2013年11月01日 米国8州の州知事、2025年までに330万台のZEV導入を目指す覚書に調印

米国8州の州知事、2025年までに330万台のZEV導入を目指す覚書に調印

2013年11月01日
NEDOワシントン事務所
松山貴代子

 

カリフォルニア、コネチカット、メリーランド、マサチューセッツ、ニューヨーク、オレゴン、ロードアイランド及びバーモントの8州の州知事は10月24日、2025年までに330万台の無公害車(ZEV)導入を目指す「州政府無公害車プログラム覚書(State Zero-Emission Vehicle Programs – Memorandum of Understanding)」に調印した。無公害車330万台というのは、締約8州における新車市場の約15%に相当することになる。

同覚書の目的は、消費者の無公害車に対する認識と需要を拡大することであり、締約8州は第一歩として以下の努力で協力することに合意した:

  1. ZEVプログラム実施タスクフォース(ZEV Program Implementation Task Force)を創設し、これに参加する。ZEVプログラム実施タスクフォースは、ZEV規制の効果的かつ効率的な実施を推進する為、プログラム支援や実施問題全ての調整・協力フォーラムの役割を果たす。タスクフォースは覚書調印後6ヶ月以内に、同覚書が特定した目標を達成するための行動計画を策定する。
  1. 2025年までにZEV普及台数を総計で330万台とすることを目標とし、ZEVを支援する燃料供給インフラの構築で協力する。締約各州は年1回、自州内のZEV登録台数、一般市民が利用可能な充電/水素補給所の数、及び、職場におけるZEV燃料補給に関する情報を報告する。
  1. 全州的な建築規格・充電インフラ設置基準による電気自動車(EV)の推進; EV充電器を装備する家庭向けの合理的メータリングオプションの策定; EV向け時間帯別(TOU)電気料金やネットメータリングによる運転コスト削減可能性の評価; ZEVと再生可能エネルギーの接合強化といった行動を通してZEVの商用化とZEV走行距離最大化の努力を支援する。
  1. 締約各州は、自州政府及び準政府機関のZEV購入目標を設定し、ZEV調達を毎年報告する。

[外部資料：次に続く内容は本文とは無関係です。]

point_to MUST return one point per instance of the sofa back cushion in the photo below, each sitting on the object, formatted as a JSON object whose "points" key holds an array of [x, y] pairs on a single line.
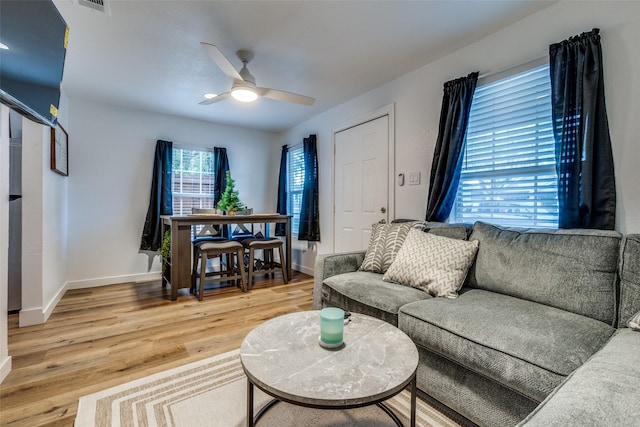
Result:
{"points": [[629, 279], [574, 270], [442, 229]]}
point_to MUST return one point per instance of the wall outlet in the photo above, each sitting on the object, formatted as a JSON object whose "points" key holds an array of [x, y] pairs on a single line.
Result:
{"points": [[414, 178]]}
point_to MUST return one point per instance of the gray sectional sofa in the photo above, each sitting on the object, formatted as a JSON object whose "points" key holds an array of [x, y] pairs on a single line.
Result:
{"points": [[537, 335]]}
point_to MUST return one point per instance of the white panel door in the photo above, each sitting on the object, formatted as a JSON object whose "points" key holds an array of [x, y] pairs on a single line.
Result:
{"points": [[361, 183]]}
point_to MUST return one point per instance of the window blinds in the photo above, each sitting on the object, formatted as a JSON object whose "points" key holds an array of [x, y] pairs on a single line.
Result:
{"points": [[295, 184], [192, 180], [508, 174]]}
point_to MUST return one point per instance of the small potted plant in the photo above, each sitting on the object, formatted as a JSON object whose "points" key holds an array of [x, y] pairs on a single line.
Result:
{"points": [[230, 201], [165, 250]]}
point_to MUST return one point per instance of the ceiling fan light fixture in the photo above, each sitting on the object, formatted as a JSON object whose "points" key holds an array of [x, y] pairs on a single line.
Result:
{"points": [[244, 94]]}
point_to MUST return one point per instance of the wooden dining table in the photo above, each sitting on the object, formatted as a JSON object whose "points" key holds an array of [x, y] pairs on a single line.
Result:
{"points": [[181, 234]]}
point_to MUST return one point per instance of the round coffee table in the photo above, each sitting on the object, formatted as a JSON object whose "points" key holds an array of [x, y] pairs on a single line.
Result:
{"points": [[282, 357]]}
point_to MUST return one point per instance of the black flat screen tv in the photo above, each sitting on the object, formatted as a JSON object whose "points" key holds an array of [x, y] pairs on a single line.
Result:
{"points": [[31, 68]]}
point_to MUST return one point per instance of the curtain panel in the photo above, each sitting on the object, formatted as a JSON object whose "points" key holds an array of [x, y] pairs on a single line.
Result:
{"points": [[220, 168], [309, 228], [584, 160], [160, 200], [449, 151], [282, 189]]}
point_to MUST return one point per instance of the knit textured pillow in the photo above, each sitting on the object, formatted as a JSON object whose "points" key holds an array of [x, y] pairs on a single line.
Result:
{"points": [[435, 264], [634, 322], [385, 242]]}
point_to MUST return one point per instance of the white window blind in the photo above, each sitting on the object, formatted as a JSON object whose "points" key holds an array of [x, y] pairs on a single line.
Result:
{"points": [[508, 174], [295, 184], [192, 180]]}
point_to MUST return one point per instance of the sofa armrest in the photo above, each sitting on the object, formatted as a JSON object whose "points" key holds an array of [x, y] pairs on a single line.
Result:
{"points": [[328, 265]]}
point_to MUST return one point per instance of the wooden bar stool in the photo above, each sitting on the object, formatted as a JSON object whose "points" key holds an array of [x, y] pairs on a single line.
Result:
{"points": [[226, 273], [270, 266]]}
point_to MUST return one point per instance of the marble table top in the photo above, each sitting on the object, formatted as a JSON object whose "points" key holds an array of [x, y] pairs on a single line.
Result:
{"points": [[282, 357]]}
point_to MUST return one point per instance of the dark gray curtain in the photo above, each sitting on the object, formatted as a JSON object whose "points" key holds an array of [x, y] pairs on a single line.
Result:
{"points": [[160, 201], [220, 168], [309, 228], [584, 161], [282, 190], [449, 151]]}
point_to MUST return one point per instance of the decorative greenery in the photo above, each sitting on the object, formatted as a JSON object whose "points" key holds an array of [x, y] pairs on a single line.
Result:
{"points": [[230, 200], [165, 250]]}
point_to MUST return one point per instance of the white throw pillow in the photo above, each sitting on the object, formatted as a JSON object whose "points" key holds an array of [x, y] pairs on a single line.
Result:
{"points": [[634, 322], [385, 242], [432, 263]]}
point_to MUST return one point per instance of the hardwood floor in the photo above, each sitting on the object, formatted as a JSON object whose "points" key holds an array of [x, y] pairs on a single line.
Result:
{"points": [[101, 337]]}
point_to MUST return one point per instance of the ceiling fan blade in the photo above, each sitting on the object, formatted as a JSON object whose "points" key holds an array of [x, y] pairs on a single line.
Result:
{"points": [[218, 98], [281, 95], [221, 61]]}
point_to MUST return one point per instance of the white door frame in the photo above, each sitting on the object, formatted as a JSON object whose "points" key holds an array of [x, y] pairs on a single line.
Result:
{"points": [[388, 110]]}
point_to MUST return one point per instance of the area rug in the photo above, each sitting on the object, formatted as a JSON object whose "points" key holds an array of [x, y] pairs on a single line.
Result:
{"points": [[212, 393]]}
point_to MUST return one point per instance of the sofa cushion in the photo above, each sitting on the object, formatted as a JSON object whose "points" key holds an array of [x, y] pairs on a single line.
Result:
{"points": [[452, 231], [386, 240], [602, 392], [629, 279], [574, 270], [523, 345], [366, 293], [634, 322], [435, 264]]}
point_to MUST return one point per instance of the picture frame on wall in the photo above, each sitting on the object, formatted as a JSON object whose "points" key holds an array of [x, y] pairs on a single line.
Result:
{"points": [[60, 150]]}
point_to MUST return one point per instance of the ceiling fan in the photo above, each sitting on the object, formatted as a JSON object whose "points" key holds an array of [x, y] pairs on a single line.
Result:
{"points": [[244, 87]]}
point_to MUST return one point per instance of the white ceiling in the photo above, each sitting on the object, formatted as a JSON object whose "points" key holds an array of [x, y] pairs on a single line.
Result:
{"points": [[147, 54]]}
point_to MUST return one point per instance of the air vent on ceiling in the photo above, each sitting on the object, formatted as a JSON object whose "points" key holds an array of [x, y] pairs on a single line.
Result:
{"points": [[99, 5]]}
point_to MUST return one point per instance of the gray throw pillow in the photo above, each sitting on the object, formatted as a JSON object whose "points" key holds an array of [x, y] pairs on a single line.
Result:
{"points": [[385, 242], [634, 322], [435, 264]]}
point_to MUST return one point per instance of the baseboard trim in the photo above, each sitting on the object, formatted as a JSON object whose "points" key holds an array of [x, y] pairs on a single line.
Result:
{"points": [[113, 280], [31, 316], [302, 269], [5, 368]]}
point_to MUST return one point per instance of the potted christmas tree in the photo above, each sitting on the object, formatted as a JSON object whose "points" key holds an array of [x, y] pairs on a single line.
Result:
{"points": [[230, 201]]}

車両用及び燃料補給所用装備を(締約州で)組織的に調達するチャンスを探り、一般市民に政府所有燃料補給所へのアクセスを提供することに尽力する。
  1. ZEV購入価格を引き下げる金銭的インセンティブ、及びHOV車線(カープール車線)や割引通行料金及び優先駐車スペースといった非金銭的インセンティブの必要性や有効性を査定評価する。
  1. ZEVに対する消費者の認識と容認、業界側コンプライアンス、及び、規模の経済性(economies of scale)を促進するため、一律基準の策定で協力する。こうした基準には、ユニバーサルな標識、電気自動車充電網の共通の支払い方法や相互運用性、及び諸州間におけるZEVインセンティブの互恵(優先駐車スペースやHOV車線利用)等が含まれる。
  1. ZEV市場の拡大を促進するため、自動車メーカーや電気・水素供給業者、燃料供給インフラ部品業界や業務用車両の持ち主、金融機関他と協力する。
  1. ZEVの便益に焦点をあてZEV利用を促進するため、研究や組織的教育・啓蒙キャンペーンを共同で行う。クリーンシティ計画、北東部/中部大西洋沿岸諸州の輸送・気候変動イニシアティブ(Transportation and Climate Initiative)、西海岸Electric Highwayといった既存イニシアティブで協力する。
  1. 水素燃料電池自動車の商用化に必要な展開戦略やインフラ要件の査定・策定に取り組む。

自動車工業会(Alliance of Automobile Manufacturers)のSteven Douglas氏は、この合意を前向きな第一歩であると評価し、自動車工業会のメンバー企業は州政府との協力にコミットしていると語っているほか、米国肺協会や憂慮する科学者同盟(Union of Concerned Scientists)といった公衆衛生擁護団体や環境保護団体も、ZEVは大気浄化に必須であり、輸送部門の大気汚染に起因する喘息等が減少するとして、今回の複数州協定を称賛している。